Avant de vous accorder un crédit pour acheter votre maison ou tout autre bien immobilier, la banque vous demande un certain nombre de garanties. Elle peut, par exemple, requérir l’inscription d’une hypothèque sur le logement concerné. Si votre situation change au cours du prêt, vous pouvez être amené à y mettre fin. Il vous faut alors engager une procédure appelée « mainlevée d’hypothèque ». Dans cet article, nous nous intéressons notamment aux frais qu’engendre une telle opération : comment les évaluer pour mieux calculer votre budget ?

Comment fonctionne l’hypothèque dans le cadre d’un crédit immobilier ?

À quoi sert l’hypothèque ?

Les garanties prises par un établissement prêteur n’ont qu’un seul but : limiter le risque encouru.
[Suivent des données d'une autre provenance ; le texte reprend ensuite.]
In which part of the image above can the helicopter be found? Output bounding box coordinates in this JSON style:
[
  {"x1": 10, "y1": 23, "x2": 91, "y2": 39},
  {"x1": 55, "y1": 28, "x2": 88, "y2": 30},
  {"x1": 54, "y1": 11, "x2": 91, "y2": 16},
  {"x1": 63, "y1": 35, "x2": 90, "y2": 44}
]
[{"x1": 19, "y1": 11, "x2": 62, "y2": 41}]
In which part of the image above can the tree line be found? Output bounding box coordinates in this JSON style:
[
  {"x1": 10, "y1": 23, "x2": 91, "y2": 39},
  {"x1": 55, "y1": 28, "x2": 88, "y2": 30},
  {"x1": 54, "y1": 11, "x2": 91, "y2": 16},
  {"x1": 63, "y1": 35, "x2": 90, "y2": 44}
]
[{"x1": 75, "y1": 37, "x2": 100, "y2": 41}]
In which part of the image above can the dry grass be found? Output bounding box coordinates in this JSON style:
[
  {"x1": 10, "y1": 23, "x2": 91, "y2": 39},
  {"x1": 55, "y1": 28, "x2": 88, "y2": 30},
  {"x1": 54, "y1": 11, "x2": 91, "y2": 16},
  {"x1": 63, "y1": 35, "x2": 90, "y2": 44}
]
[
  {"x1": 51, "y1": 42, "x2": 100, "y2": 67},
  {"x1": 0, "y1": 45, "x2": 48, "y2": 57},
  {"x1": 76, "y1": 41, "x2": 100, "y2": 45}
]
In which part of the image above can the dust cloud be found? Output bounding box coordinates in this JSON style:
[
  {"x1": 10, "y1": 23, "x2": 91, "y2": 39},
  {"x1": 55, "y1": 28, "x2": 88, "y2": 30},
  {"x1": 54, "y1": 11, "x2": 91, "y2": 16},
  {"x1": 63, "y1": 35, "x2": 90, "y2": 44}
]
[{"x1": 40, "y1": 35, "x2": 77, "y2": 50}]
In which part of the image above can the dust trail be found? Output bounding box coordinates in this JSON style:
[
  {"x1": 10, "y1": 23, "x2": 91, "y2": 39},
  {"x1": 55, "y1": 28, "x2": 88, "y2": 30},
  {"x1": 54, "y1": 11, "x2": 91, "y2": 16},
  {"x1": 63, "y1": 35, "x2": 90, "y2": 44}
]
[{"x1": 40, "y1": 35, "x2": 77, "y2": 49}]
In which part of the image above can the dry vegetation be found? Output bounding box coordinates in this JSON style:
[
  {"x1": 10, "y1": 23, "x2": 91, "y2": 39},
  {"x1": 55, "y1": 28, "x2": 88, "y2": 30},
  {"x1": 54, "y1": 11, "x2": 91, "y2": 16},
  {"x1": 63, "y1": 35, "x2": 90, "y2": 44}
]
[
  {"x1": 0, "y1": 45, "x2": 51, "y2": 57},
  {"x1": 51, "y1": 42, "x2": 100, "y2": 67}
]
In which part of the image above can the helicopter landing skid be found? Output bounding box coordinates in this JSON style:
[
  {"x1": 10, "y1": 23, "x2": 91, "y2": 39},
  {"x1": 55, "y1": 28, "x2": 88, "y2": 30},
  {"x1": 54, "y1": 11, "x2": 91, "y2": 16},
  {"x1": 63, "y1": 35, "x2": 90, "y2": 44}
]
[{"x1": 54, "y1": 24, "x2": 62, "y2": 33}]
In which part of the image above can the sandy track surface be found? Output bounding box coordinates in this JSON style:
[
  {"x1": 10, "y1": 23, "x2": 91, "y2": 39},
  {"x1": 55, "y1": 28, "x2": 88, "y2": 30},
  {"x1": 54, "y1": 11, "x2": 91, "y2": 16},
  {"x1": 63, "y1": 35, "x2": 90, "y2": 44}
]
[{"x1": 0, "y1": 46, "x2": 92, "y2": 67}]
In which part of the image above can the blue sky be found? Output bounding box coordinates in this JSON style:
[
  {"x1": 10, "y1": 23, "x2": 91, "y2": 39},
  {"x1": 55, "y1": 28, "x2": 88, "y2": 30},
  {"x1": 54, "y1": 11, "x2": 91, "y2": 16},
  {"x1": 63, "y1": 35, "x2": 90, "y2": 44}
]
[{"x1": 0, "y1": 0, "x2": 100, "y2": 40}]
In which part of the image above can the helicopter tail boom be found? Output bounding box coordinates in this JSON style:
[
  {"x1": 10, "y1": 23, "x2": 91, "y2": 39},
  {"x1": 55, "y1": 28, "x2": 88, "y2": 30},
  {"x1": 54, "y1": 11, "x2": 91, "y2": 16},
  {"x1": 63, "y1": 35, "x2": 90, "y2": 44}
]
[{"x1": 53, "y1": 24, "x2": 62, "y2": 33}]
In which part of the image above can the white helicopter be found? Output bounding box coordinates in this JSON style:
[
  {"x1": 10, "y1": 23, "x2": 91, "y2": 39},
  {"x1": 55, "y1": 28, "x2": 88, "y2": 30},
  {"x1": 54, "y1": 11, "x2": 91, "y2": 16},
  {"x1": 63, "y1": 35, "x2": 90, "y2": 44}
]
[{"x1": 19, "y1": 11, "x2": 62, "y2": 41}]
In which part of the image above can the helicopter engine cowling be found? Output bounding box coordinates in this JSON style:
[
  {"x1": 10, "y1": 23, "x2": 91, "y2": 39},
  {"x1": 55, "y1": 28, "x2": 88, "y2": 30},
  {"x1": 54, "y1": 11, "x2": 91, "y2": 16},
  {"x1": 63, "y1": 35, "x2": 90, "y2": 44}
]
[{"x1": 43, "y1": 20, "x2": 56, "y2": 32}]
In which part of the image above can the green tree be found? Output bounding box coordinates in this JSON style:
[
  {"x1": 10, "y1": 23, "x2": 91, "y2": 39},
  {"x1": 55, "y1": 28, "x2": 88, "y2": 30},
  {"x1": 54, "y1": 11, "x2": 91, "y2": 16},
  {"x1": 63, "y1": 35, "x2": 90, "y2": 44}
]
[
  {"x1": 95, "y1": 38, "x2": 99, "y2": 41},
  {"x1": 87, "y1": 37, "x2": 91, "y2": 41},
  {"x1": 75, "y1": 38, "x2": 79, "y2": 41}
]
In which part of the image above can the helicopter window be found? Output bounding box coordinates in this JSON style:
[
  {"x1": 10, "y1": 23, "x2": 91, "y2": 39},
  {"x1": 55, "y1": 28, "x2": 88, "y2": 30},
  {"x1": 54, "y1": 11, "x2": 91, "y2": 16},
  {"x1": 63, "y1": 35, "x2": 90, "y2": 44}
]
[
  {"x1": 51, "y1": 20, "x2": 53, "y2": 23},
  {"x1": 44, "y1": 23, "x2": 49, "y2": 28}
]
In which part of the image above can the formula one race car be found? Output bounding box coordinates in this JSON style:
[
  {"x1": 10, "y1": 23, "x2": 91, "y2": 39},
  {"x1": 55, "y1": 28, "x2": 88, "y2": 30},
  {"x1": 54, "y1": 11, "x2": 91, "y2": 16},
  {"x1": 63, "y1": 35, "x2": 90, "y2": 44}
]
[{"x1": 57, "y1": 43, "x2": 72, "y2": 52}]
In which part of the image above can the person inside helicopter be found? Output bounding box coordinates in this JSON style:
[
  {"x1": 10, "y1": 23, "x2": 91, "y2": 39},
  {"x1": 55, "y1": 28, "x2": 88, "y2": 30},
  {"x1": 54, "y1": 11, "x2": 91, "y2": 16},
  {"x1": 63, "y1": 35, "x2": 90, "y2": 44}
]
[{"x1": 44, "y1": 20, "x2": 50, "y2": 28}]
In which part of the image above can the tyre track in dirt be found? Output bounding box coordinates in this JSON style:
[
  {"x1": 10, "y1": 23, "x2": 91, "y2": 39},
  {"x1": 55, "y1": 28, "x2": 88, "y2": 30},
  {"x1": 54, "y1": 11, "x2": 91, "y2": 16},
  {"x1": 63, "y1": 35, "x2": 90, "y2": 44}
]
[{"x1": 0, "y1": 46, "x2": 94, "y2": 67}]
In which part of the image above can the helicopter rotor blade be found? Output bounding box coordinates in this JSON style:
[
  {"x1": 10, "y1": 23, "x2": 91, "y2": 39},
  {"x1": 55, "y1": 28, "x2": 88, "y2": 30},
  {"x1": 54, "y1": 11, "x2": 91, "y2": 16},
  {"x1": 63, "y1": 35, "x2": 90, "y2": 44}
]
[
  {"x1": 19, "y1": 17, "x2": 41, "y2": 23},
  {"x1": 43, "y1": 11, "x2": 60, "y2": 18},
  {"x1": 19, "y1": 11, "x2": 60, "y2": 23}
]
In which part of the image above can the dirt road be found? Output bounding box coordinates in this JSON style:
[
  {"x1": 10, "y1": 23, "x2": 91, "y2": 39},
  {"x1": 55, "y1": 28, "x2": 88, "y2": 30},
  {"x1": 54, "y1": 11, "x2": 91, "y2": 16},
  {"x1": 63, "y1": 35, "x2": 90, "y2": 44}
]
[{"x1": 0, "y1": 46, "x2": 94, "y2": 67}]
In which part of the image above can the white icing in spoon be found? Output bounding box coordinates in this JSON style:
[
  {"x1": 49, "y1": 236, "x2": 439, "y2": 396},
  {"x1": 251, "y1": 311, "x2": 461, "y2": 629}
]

La banque veut l’assurance d’être remboursée, même si, pour diverses raisons, vous ne parvenez plus à régler vos mensualités.

Il existe 3 grands types de garanties permettant de sécuriser les crédits immobiliers :

  • La caution bancaire : une personne physique ou un organisme spécialisé prend le relais en cas de défaillance ;
  • Le nantissement : vous nantissez un placement financier à votre emprunt. La somme est bloquée pendant toute la durée de remboursement et la banque est en droit d’y puiser si vous ne payez plus ;
  • L’hypothèque : la banque peut saisir puis revendre votre bien afin de rentrer dans ses fonds.

Très rassurante pour le créancier, la garantie hypothécaire fait partie des sûretés réelles car basée sur un bien tangible. Elle ne vous empêche pas d’occuper ou de louer la maison ou l’appartement concerné mais vous n’êtes pas libre d’en disposer comme bon vous semble. Vous ne pouvez le revendre tant qu’il reste hypothéqué.

À noter : la constitution d’une hypothèque peut également être exigée par le tribunal à la suite d’une condamnation ou pour protéger un créancier. On parle alors d’hypothèque judiciaire.

Comment constituer une hypothèque ?

Pour être valable, l’hypothèque doit être inscrite auprès du service de publicité foncière. Cette procédure ne peut être effectuée que par un notaire via la rédaction d’un acte authentique.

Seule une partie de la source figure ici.